Moscow Announces Successful Trial of Reactor-Driven Storm Petrel Weapon
The nation has evaluated the atomic-propelled Burevestnik strategic weapon, as stated by the country's leading commander.
"We have executed a extended flight of a atomic-propelled weapon and it traveled a 8,700-mile distance, which is not the maximum," Senior Military Leader the general informed the Russian leader in a televised meeting.
The low-flying experimental weapon, originally disclosed in the past decade, has been hailed as having a potentially unlimited range and the capacity to bypass defensive systems.
International analysts have in the past questioned over the projectile's tactical importance and Moscow's assertions of having successfully tested it.
The president declared that a "concluding effective evaluation" of the missile had been conducted in the previous year, but the statement could not be independently verified. Of over a dozen recorded evaluations, only two had partial success since 2016, based on an arms control campaign group.
The military leader said the weapon was in the sky for a significant duration during the evaluation on the specified date.
He noted the projectile's ascent and directional control were assessed and were found to be up to specification, according to a national news agency.
"As a result, it exhibited superior performance to bypass anti-missile and aerial protection," the news agency reported the official as saying.
The projectile's application has been the topic of vigorous discussion in military and defence circles since it was initially revealed in the past decade.
A recent analysis by a American military analysis unit concluded: "A nuclear-powered cruise missile would give Russia a distinctive armament with intercontinental range capability."

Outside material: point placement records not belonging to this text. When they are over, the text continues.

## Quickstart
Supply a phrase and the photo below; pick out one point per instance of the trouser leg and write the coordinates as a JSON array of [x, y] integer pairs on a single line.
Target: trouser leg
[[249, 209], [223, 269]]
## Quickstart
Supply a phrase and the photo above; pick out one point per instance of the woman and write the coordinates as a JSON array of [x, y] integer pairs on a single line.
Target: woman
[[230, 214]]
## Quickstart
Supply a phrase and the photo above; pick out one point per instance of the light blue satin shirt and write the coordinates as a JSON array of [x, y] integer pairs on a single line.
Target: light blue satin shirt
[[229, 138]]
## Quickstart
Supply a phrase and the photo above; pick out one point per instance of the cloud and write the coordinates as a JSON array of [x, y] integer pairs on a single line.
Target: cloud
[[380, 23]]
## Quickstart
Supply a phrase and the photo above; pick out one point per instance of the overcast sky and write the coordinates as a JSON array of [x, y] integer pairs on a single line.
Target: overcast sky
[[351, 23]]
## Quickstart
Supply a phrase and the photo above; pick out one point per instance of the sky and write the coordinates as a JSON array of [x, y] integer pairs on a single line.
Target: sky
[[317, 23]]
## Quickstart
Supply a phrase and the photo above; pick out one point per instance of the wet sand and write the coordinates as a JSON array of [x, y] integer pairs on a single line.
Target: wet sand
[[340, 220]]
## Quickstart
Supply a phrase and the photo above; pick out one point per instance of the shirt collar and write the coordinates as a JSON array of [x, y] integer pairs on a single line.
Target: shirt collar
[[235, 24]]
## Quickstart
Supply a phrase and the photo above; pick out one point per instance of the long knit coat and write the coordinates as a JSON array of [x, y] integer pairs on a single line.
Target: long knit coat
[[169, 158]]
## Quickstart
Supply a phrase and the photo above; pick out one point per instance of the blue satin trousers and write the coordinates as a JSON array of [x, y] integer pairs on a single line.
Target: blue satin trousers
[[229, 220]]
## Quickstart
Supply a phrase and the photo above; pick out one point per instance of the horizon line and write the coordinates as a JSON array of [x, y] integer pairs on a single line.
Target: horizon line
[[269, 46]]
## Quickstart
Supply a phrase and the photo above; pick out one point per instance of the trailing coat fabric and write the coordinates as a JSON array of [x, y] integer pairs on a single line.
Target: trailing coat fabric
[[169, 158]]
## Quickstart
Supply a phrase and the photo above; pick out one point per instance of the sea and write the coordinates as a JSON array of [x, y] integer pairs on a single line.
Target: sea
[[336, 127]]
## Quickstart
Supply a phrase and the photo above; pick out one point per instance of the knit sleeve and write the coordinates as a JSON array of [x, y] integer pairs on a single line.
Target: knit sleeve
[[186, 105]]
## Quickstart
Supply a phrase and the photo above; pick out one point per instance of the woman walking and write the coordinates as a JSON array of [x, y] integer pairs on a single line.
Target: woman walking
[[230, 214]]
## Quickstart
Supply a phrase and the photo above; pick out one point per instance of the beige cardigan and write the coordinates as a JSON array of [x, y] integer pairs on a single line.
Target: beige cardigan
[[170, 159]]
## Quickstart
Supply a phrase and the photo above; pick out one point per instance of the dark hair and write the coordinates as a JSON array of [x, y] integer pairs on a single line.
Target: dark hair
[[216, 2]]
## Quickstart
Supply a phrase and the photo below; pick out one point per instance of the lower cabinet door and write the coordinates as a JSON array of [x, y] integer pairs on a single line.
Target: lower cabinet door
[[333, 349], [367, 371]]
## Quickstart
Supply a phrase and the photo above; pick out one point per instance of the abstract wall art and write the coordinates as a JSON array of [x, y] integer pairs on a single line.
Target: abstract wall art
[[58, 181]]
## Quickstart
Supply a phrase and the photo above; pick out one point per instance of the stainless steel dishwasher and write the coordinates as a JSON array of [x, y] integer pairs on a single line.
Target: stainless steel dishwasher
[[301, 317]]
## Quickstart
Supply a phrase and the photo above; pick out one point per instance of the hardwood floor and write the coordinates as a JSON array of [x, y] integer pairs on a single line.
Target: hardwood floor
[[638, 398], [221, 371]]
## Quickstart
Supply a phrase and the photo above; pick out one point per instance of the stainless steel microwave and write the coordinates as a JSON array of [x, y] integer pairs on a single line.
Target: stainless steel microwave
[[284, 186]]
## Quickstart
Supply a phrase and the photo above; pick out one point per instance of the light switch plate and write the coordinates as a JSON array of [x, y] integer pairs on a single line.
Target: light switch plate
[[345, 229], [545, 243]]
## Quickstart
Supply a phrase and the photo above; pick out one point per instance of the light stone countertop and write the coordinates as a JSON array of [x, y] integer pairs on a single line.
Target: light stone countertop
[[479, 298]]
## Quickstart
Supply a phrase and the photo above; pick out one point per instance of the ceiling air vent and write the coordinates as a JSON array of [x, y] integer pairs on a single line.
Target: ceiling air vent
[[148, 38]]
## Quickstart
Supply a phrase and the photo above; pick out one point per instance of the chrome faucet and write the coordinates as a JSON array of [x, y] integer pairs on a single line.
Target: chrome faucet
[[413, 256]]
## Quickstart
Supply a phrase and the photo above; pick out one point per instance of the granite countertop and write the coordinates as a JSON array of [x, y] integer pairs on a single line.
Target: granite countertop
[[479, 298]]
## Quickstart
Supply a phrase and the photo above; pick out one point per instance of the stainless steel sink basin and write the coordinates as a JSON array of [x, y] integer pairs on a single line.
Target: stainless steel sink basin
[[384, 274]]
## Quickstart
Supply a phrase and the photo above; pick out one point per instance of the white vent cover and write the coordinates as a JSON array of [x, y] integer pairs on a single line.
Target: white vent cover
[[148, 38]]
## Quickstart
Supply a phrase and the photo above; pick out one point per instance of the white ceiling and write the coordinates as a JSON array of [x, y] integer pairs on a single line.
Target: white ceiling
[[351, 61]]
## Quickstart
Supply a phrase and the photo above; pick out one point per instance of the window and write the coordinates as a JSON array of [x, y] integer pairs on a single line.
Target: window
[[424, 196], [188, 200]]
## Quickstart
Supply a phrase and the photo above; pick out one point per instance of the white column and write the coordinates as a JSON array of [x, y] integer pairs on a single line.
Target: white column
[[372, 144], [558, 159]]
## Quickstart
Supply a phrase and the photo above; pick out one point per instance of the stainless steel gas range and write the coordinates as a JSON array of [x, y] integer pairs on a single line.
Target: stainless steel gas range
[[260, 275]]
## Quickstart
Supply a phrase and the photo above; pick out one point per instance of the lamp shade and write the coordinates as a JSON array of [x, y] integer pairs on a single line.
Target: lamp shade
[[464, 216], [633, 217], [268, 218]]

Nonetheless, as a foreign policy research organization observed the same year, Russia encounters considerable difficulties in developing a functional system.
"Its entry into the state's inventory likely depends not only on surmounting the substantial engineering obstacle of securing the consistent operation of the nuclear-propulsion unit," analysts stated.
"There occurred numerous flight-test failures, and an accident leading to several deaths."
A armed forces periodical cited in the report asserts the weapon has a flight distance of between 10,000 and 20,000km, allowing "the projectile to be based across the country and still be equipped to strike objectives in the American territory."
The corresponding source also explains the projectile can travel as low as 50 to 100 metres above ground, rendering it challenging for aerial protection systems to engage.
The weapon, referred to as Skyfall by an international defence pact, is considered powered by a reactor system, which is supposed to commence operation after initial propulsion units have propelled it into the air.
An examination by a news agency recently pinpointed a site 475km above the capital as the possible firing point of the weapon.
Utilizing space-based photos from last summer, an expert reported to the agency he had detected several deployment sites under construction at the location.